Unnamed: 0,Country,Cases_confirmed_clean,Deaths_confirmed_clean,total_cases
0,United States,113690.0,3433.0,1467884.0
1,Brazil,58178.0,2135.0,233142.0
2,India,33783.0,2024.0,90927.0
3,Mexico,70715.0,1316.0,47144.0
4,China,120940.0,800.0,84044.0


### Correlation Between H1N1 Deaths and Total Cases 

* Plotting Scatter Plot.
* Calculate correlation factor. (Value = 0.799)

#### Observations: 

* There's a high correlation between them and GDP sounds as an effective feature to add for country features.

In [23]:
px.scatter(h1n1_dataframe,'Deaths_confirmed_clean','total_cases',title = "COVID-19 2020 Confirmed vs H1N1 2009 Virus Deaths").show()
h1n1_dataframe[h1n1_dataframe.columns[:]].corr()['total_cases'][:]

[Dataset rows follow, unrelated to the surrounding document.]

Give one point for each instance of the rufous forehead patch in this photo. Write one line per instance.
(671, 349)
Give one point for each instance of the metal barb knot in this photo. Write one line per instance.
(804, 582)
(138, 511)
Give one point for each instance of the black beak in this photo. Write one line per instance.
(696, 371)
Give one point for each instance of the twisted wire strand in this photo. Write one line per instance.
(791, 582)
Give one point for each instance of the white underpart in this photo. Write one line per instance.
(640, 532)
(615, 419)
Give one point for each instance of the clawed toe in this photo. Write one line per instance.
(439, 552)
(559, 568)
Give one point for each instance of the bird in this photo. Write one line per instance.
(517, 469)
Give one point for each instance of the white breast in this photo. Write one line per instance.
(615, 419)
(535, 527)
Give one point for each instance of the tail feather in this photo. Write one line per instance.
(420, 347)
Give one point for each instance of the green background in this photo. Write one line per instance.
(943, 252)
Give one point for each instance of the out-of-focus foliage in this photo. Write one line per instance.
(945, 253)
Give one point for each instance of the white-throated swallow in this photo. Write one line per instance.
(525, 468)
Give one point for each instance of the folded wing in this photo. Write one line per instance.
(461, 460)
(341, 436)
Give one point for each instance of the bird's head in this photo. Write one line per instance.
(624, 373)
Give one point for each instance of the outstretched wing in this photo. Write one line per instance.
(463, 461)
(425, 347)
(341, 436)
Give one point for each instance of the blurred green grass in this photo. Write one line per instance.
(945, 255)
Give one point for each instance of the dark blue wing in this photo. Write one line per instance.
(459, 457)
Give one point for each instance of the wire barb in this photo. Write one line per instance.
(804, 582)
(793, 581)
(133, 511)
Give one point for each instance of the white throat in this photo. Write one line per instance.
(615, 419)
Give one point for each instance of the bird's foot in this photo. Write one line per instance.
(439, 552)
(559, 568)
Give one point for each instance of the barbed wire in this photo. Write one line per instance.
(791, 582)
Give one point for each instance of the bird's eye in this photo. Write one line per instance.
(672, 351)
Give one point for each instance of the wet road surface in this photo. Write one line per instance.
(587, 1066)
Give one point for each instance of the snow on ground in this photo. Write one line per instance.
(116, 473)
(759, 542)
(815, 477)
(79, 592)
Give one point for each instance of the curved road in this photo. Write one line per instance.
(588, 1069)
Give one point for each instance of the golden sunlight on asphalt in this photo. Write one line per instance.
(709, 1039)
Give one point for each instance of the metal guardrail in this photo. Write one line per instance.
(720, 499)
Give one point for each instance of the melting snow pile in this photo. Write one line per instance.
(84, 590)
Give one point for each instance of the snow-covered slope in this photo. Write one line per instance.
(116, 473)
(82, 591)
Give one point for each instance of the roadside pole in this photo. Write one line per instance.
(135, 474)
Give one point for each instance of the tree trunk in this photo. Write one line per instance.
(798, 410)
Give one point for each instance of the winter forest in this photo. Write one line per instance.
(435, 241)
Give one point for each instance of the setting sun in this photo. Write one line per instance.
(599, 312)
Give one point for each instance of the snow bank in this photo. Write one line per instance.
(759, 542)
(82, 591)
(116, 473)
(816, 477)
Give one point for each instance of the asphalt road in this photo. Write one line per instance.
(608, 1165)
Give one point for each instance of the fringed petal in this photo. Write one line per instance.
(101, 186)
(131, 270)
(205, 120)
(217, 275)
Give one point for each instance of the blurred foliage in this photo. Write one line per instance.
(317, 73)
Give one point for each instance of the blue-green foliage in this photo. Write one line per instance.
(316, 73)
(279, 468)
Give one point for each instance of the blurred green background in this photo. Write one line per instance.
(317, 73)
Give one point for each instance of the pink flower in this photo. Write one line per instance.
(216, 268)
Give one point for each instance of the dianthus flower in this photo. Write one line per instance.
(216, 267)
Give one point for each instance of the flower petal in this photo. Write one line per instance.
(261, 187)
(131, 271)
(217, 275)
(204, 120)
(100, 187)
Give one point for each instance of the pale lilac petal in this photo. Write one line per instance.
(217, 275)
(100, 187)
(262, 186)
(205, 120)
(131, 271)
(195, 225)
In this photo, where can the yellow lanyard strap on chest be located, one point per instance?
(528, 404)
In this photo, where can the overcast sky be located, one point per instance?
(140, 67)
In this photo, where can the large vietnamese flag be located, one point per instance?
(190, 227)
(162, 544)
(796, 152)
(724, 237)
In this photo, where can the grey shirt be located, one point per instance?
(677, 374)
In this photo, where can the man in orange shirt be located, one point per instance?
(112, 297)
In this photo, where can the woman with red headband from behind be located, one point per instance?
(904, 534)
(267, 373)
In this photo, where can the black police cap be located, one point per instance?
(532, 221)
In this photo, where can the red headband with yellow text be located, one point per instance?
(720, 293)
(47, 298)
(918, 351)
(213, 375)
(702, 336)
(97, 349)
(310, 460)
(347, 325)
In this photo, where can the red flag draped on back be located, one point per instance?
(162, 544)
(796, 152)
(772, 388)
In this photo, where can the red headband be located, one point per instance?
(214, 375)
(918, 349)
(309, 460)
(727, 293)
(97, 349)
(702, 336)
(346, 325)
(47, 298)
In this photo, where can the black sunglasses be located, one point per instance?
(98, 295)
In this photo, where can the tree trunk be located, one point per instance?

Cases_confirmed_clean     0.185592
Deaths_confirmed_clean    0.799720
total_cases               1.000000
Name: total_cases, dtype: float64

### Saving H1N1 Features File

In [0]:
countries = h1n1_dataframe['Country'].unique()
country_deaths_flu_2009_dict = {}
country_cases_flu_2009_dict = {}
for country in countries:
  country_deaths_flu_2009_dict[country] = h1n1_dataframe[h1n1_dataframe['Country'] == country]['Deaths_confirmed_clean'].to_numpy()[0]
  country_cases_flu_2009_dict[country] = h1n1_dataframe[h1n1_dataframe['Country'] == country]['Cases_confirmed_clean'].to_numpy()[0]
# save file to permenant storage on drive.  
save_dict_to_pickle(country_deaths_flu_2009_dict, STORAGE_DIR+"deaths_flu_2009.pickle")
save_dict_to_pickle(country_cases_flu_2009_dict, STORAGE_DIR+"cases_flu_2009.pickle")

## Summary

We tried other features in this dataset, but with no good correlation numbers thus we will use only those 2 new features to add to our Model Class 2 Dataset. 

GDP and H1N1 Virus Cases showed high correlations and increased the Model efficeny by some magnitude.